Another former St. Philip's child survivor, Fred Brass, told the commission that the institution was dominated by a violent regime of punishment.

He said he lived in fear of abuse day and night saying "I saw my brother with his face held to a hot steaming pipe and then getting burned on the arm by a supervisor”.

Chief Lee Kitchemonia, the project leader of the Keeseekoose's search says "these are not just instances where a principal or a teacher disciplined. These could potentially be murdered children, hidden. We don't know any of these answers” saying more investigation is needed.

Kitchemonia says the ground-penetrating radar technology suggests there are 42 gravesites at the grounds of Fort Pelly Residential School, and an additional 12 at St Phillip's.

Just weeks ago, the Williams Lake First Nation announced it had found evidence of 93 unmarked graves on the grounds of St Joseph Mission, another former residential school.

Similar discoveries were made last year at several other residential schools or institutions across Canada.

Since May 2021, more than 1,300 graves have been discovered.

Kitchemonia added that the community faces difficult days ahead saying "It's going to be a very tough time for our community, knowing that we had unmarked graves in our community, in our common areas, that we drive every day, that we walk every day”.

In total, some 150,000 First Nations indigenous children were taken from 1874 all the way to the year 1996 to these residential schools, set up to forcibly assimilate the country's Indigenous peoples.

Canada operates more than 130 residential schools.

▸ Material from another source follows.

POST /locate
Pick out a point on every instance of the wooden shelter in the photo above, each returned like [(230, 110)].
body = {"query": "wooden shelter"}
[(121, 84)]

The truth and reconciliation commission documented abuses at the schools and the deaths of more than 4,000 students mostly from malnutrition, disease and suicide among other issues, in a 2015 report calling it "cultural genocide."

Indigenous children spent months or years isolated from their families and were not just abused by headmasters and teachers but also stripped of their culture and language.

The wintry weather will delay the latest investigation, however, the shame of what many consecutive governments tried to hide from the Canadian public for decades will now live on forever following the discovery of the graves of children next to what used to be torture chambers for the nations indigenous kids.